Besides we are just going to do spa activities so won't even be going to Magic Kingdom.   I just want to experience the resort before it's ruined by the masses.  



rfc0001 said:


> Here's some more details about VGF from the Behind the Scenes video:
> 
> 
> Fountain with dancing penguins from Mary Poppins in lobby
> ...



Not much of an incentive.  They offered more of an incentive when I bought my SSR points than this.  Doubt I'll be adding on.  At least not yet.  We'll see how I feel after I stay there.


----------



## lily28 (Aug 11, 2013)

Is it $12 off $160 per point as incentive from the webcast? Thanks


----------



## rfc0001 (Aug 11, 2013)

lily28 said:


> Is it $12 off $160 per point as incentive from the webcast? Thanks


They said $1920 off 160 point purchase and more for additional points, so I'm reverse engineering the $12. The non-promo add-on price for Aulani and VGF is $150, so that puts you at $138/point for 160 pt. purchase.

The current non-webcast promo is:
http://www.dvcnews.com/index.php/dvc-program/financial/pricing-a-promotions, which is essentially the same deal ($1000 developer credit plus $12 off 160 point purchase). The only difference I can tell is you get the 4 5-day MYW tickets as well with the webcast promo (whereas it is either/or with the non-webcast promo).

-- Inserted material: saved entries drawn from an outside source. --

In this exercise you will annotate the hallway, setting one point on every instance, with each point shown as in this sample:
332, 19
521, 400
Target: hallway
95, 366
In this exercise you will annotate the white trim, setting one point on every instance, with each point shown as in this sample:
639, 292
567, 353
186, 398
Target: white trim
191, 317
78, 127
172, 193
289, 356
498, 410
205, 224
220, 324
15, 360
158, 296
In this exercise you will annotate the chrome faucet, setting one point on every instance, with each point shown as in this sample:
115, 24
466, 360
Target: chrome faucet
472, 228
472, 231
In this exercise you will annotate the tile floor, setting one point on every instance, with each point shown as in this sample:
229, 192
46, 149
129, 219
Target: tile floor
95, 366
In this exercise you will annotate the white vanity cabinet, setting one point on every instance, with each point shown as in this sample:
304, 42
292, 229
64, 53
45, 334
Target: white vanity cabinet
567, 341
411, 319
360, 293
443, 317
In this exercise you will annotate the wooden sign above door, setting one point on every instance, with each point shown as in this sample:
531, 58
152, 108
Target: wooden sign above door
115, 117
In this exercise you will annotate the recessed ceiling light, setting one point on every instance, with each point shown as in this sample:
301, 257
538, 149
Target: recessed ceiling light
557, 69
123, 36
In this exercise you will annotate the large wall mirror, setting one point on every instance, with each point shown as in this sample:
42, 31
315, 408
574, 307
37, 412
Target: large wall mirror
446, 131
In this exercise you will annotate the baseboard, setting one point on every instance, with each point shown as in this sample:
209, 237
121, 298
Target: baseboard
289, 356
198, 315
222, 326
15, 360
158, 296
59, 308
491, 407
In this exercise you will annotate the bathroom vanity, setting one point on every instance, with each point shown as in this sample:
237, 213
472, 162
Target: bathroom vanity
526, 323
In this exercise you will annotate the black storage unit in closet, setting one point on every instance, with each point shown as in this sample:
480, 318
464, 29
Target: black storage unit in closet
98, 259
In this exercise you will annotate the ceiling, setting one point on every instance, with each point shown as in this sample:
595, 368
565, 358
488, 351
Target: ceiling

FWIW, the only advantage I see of buying VGF is the 11-month window, but even in the grand opening period when new owners are anxious to get in and Disney is renting the non-owned units, you can still get all room types at 7 months (studios go exactly at 7 months), so not sure this perk is really worth the $50/pt. premium over a BLT resale :ignore:


----------



## dbs1228 (Aug 18, 2013)

chriskre said:


> Very excited.  Going to Grand Floridian in February.
> 
> Was able to book a 2 bedroom for week after P-week.
> It was just sitting there online.
> ...



We also booked 4 nights in a 2 bedroom for Friday - Tuesday presidents week then switching for 4 nights AKV (GF points are so crazy expensive to stay there but I want to try it at least once!)


----------



## icydog (Aug 18, 2013)

I just couldn't swing the points. I wanted to go but all those points, paleeese!! But I am glad someone on Tug is going. Please tell us all about your vacation.


----------



## stoler527 (Aug 25, 2013)

*Model tour*

We toured the VGF model when we were at WDW in mid August. 

The showers were to die for. I would stay there just to take showers!! LOL

The big soaking bathtub also looked terrific and very Victorian.

The rooms were nice, but didn't look as big as OKW, though they looked bigger than most other DVC resorts.

We would like to stay there once, just to experience it. 

We wouldn't buy there because we get warm fuzzy feelings at OKW. Every time we plan to buy points elsewhere, we visit OKW and re-commit emotionally. Ahh the OKW Kool Aid.


----------



## tomandrobin (Aug 25, 2013)

We'll be there on opening day.....October 23!


----------



## stoler527 (Aug 25, 2013)

How cool is that!! Maybe there will be free stuff and giveaways.


----------